De fog, boss, de fog!
March 24, 2005 9:45 AM   Subscribe

Hot or cold defog?

Living in California, I do not often need the defogger in my car, but when I do, I am in a quandary. Does hot air or cold work better, and why?
posted by Kafkaesque to Travel & Transportation (11 answers total) 1 user marked this as a favorite
 
Hot. It makes the tiny water droplets that make up the fog evaporate faster.

Also, make sure that you are venting air in from outside, as this will be less humid than the recycled air.
posted by sauril at 9:50 AM on March 24, 2005


If your car will allow it, use hot air with the A/C on. Your A/C actually dehumidifies the air, making for quicker defogging.
posted by split atom at 9:52 AM on March 24, 2005


If you have AC, that will work best of all since it's removing moisture from the air. In Vermont, my drill is like this. Get in car, turn on hot recirculated air to get the ice off. Start driving. Switch to outside air to keep the moisture content down. If I've waited too long for this step, I turn on the AC and it sucks all the water right off the windows. For maintaining, unless it's truly muggy, I use hot air + outside air.
posted by jessamyn at 9:53 AM on March 24, 2005


Best answer: Hot air with the AC on works best to remove inside condensation.

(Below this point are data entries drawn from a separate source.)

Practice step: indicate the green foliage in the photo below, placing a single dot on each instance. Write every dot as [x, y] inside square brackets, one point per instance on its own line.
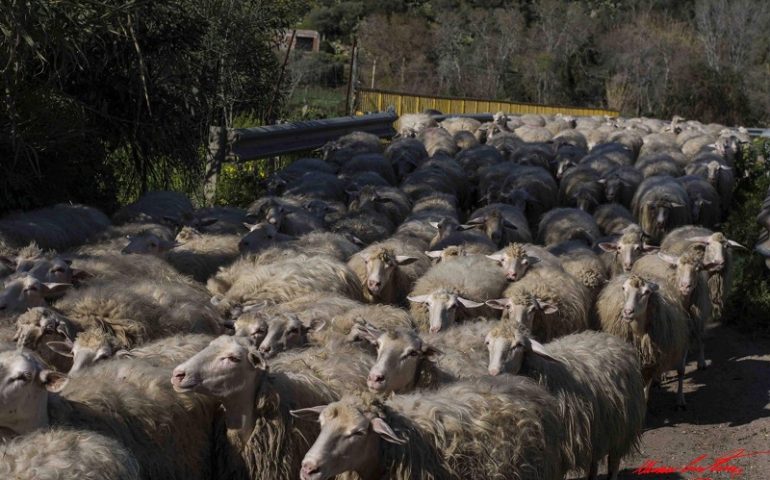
[109, 98]
[750, 300]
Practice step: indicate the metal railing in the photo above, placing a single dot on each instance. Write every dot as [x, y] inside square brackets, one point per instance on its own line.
[371, 100]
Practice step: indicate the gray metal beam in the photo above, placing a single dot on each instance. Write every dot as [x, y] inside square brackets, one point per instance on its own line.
[272, 140]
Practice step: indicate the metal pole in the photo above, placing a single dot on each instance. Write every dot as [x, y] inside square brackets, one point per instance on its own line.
[349, 95]
[269, 117]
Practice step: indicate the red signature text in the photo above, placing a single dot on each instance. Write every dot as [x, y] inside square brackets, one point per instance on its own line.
[700, 465]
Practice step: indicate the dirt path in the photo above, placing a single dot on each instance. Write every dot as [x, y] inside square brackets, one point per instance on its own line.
[728, 409]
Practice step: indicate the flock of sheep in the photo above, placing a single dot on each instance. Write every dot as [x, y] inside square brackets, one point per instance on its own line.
[469, 301]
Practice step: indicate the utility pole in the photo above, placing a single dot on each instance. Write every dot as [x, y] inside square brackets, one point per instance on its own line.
[351, 78]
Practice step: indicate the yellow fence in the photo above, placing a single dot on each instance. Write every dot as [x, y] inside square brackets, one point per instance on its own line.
[379, 100]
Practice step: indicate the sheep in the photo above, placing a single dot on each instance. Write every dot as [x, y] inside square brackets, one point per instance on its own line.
[65, 454]
[282, 281]
[132, 403]
[442, 434]
[516, 259]
[684, 274]
[59, 227]
[454, 291]
[548, 301]
[338, 152]
[582, 263]
[564, 224]
[704, 199]
[719, 174]
[580, 188]
[502, 223]
[370, 162]
[263, 440]
[648, 314]
[405, 156]
[660, 205]
[387, 201]
[619, 255]
[453, 125]
[25, 291]
[411, 124]
[437, 140]
[112, 317]
[620, 184]
[613, 218]
[717, 261]
[596, 379]
[407, 361]
[450, 233]
[657, 165]
[291, 324]
[387, 270]
[199, 257]
[156, 206]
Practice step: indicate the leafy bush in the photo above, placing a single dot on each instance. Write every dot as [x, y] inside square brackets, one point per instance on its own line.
[749, 303]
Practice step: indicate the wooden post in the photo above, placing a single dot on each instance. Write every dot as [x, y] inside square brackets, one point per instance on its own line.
[351, 78]
[374, 71]
[269, 117]
[215, 155]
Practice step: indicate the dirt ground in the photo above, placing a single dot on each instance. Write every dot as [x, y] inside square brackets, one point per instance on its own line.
[728, 409]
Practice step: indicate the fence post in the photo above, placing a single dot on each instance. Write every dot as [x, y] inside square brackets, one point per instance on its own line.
[215, 156]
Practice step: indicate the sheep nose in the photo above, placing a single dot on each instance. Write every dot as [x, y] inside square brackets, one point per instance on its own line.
[309, 467]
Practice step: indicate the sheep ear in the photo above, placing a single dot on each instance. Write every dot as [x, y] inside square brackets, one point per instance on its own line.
[205, 222]
[53, 381]
[548, 308]
[55, 288]
[8, 261]
[315, 325]
[419, 298]
[539, 349]
[499, 303]
[62, 348]
[431, 352]
[405, 259]
[608, 246]
[383, 430]
[80, 275]
[508, 224]
[469, 303]
[256, 360]
[123, 353]
[310, 413]
[670, 259]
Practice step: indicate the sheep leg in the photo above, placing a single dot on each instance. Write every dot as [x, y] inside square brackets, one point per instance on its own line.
[701, 353]
[680, 403]
[613, 466]
[593, 472]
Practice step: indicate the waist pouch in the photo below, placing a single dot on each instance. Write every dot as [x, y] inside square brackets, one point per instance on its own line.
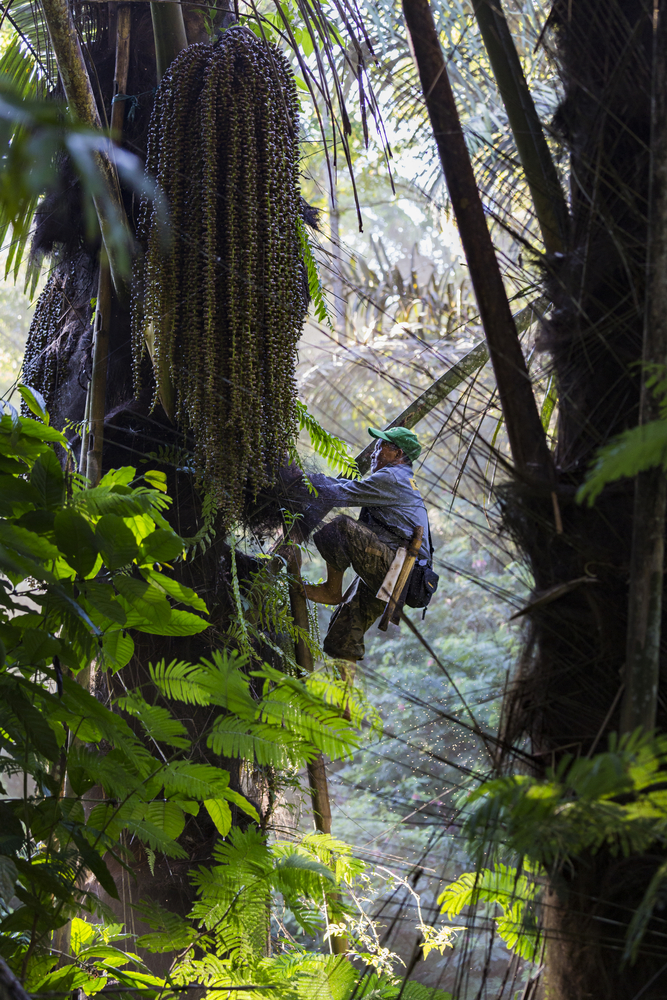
[422, 585]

Two reasons: warmer air can hold more moisture so that will cause some of the water to evaporate. You have the AC on to reduce the total amount of moisture in the air. In my experience, the AC by itself is the single most powerful factor in removing condensation inside the car. If, however, it's fogging on the outside, you need to be sure you're using warm air since that is caused by the glass being below the dew point of the air outside. So the AC doesn't help and can only hurt.
posted by skynxnex at 9:53 AM on March 24, 2005


Since you live in the bay area, where the air is often moist but not especially cold, here's the routine I suggest: Turn on the AC, recirculated air, and crank the blower. The windshield should defog within a 60 seconds. Temperature setting is a matter of your personal comfort, it's the dry AC air that defogs the windows. Chances are the windshield will defog well before your heater gets up to temp in any case.
posted by majick at 10:03 AM on March 24, 2005


Saw a trick on some site last week that said your windshield will defog faster if you lower your sun visors, makes the hot air blow back on itself.
posted by furtive at 11:57 AM on March 24, 2005


It doesn't really matter, using the AC is the single most important factor in defogging your windshield. You can set the heater to whatever temp you like.
posted by exhilaration at 2:41 PM on March 24, 2005


I used to do the AC + hot trick, but it's a balancing act. If you crank up the hot air on the windshield, it goes away a little slower, but it stays that way for the rest of the drive.
posted by knave at 4:19 PM on March 24, 2005


Many, if not most cars run the AC automatically when you turn the heater control to 'defrost'. Warmer temperature settings defog quicker, and the AC still runs as long as you're in defrost mode.
posted by Kirth Gerson at 6:09 PM on March 24, 2005


I'm gonna have to go with hot (although, perversely, it seems rolling the windows down helps more sometimes). You might consider trying this
posted by Pressed Rat at 6:31 PM on March 24, 2005


Many, if not most cars run the AC automatically when you turn the heater control to 'defrost'. Warmer temperature settings defog quicker, and the AC still runs as long as you're in defrost mode.

Argh, I hate this! Damnit car, I control you, not the other way around. An old car of mine did that, and I had to manually turn the A/C off every time I chose to defog.